Why Denzel Washington gave up drinking at the age of 60
Denzel Washington discusses his history growing up in New York and dabbling in drug and alcohol use.
Denzel Washington has been sober for nearly the last ten years, but he used to have one vice in particular: wine.
The 69-year-old actor discusses his history with wine, drugs like LSD, and growing up in New York in the 1970s in a new profile for Esquire magazine.
“Wine is very tricky,” he warned. “It’s very slow … It ain’t like, boom, all of a sudden.”
He explained that, unlike harder substances, he had this “ideal idea of wine tastings and all that — which is what it was at first.”
“And that’s a very subtle thing,” he added.
Washington said his habit really picked up in 1999 after he built a house with a ten-thousand-bottle wine cellar and “learned to drink the best.”
He added, “Wine was my thing, and now I was popping $4,000 bottles just because that’s what was left.”
“The Gladiator II” star eventually developed a system for managing his intake; he would regularly order two of the finest bottles of wine available from his favorite liquor store.
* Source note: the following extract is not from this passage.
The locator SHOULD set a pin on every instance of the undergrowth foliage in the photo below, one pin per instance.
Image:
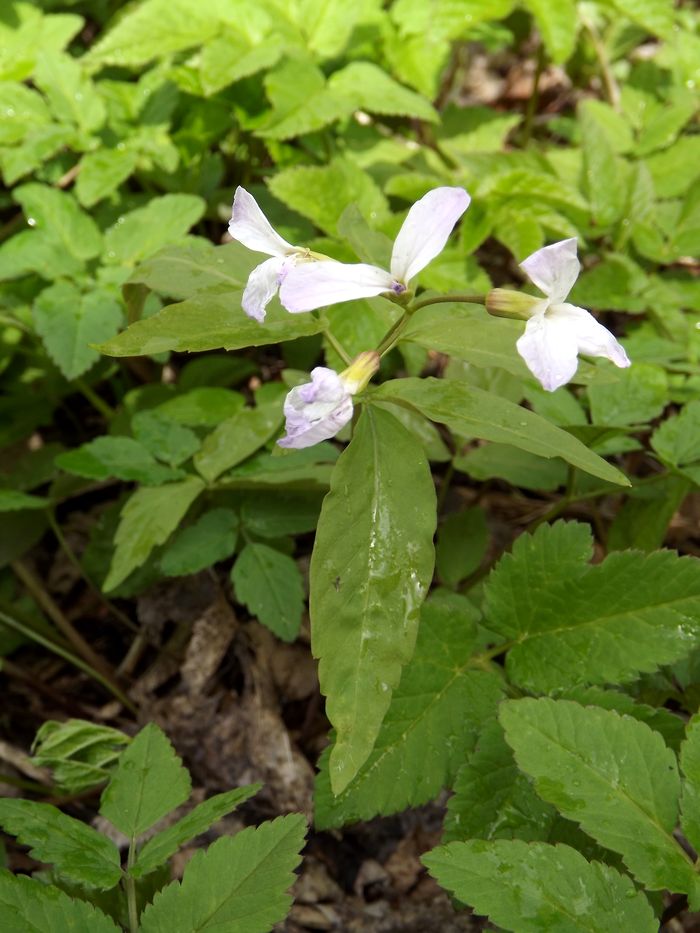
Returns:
(407, 286)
“And my wife’s saying, ‘Why do you keep ordering just two?’ I said, ‘Because if I order more, I’ll drink more.’ So I kept it to two bottles, and I would drink them both over the course of the day,” he told the publication.
Despite his daily wine intake, the “Equalizer 3” star said he never drank while he was working or preparing for a role, not even during the filming of “Flight,” which follows the story of an alcoholic pilot.
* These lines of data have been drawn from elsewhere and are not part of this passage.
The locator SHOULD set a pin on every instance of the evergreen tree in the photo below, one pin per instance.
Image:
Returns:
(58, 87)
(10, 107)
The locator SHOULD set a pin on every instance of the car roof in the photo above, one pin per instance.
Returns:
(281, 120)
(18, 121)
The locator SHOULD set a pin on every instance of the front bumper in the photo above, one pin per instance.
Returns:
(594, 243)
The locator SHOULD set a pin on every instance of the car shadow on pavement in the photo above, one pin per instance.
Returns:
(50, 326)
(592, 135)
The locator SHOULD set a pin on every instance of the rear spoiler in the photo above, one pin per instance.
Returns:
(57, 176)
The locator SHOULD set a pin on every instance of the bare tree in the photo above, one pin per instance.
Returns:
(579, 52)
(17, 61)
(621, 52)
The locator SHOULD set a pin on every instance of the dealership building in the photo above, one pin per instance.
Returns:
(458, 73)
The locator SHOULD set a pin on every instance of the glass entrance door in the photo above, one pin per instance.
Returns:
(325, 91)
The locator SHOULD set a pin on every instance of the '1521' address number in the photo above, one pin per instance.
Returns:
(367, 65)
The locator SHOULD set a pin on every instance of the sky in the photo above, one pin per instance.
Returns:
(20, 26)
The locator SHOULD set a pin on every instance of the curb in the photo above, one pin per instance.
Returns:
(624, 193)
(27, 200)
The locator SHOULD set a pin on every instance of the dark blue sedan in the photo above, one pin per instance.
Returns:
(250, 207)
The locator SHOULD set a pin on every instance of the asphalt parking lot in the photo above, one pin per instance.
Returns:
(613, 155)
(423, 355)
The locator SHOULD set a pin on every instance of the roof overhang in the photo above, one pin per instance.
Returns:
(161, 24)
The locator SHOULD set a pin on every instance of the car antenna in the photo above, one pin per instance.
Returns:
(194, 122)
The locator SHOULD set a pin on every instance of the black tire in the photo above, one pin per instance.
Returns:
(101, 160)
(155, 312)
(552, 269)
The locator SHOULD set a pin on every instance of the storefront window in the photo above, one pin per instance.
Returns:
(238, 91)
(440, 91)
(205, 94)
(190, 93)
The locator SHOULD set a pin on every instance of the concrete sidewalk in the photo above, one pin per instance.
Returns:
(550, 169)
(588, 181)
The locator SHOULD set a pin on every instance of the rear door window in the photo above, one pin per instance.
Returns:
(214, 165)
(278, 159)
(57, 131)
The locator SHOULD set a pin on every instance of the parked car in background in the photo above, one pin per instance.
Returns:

“I would clean up, go back to work — I could do both,” he said. “However many months of shooting, bang, it’s time to go. Then, boom.Three months of wine, then time to go back to work.”
The actor admitted this pattern was easier to maintain when he was younger.
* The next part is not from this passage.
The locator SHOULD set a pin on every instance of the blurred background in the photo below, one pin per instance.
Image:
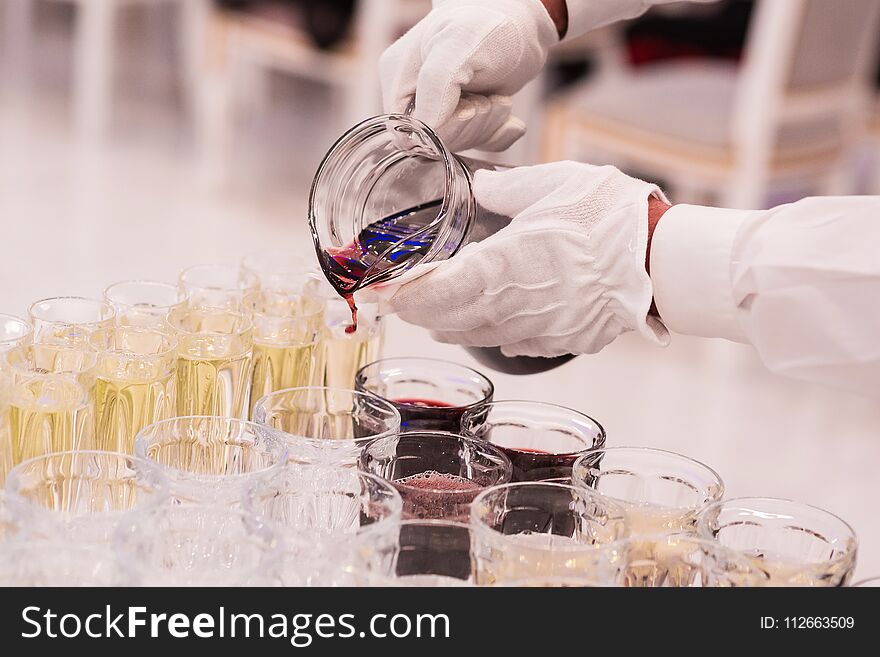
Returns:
(138, 137)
“Two months off and let’s go. But drinking was a fifteen-year pattern. And truth be told, it didn’t start in ’99. It started earlier,” he explained.
Washington, who was born and raised in Mount Vernon, N.Y., described what it was like growing up there in the late ‘70s. Hanging out in the projects with folks who exposed him to heroin, cocaine, hard liquor, and more, he admits experimenting but personally “never got strung out” on any of it.
In fact, much of that early life experience has since been infused into some of Washington’s biggest and most complex characters. Even still, he said, “I can’t think of a single role where I would say, ‘Man, that’s me.’ Entirely me? No, no.”
Since quitting drinking, he feels “things are opening up” for him.
“Like being seventy,” he said. “It’s real. And it’s okay. This is the last chapter—if I get another thirty, what do I want to do? My mother made it to ninety-seven.”
The husband and father of four has also been making fitness more of a priority these days, thanks to Lenny Kravitz, who introduced him to his trainer.
“I’m doing the best I can,” he said.
As he’s been noting along the press run for “Gladiator II,” he also has thoughts around upcoming projects that may prove to be his last — and yes, those include two more “Equalizer” films.
“People love those daggone ‘Equalizers,’” he said.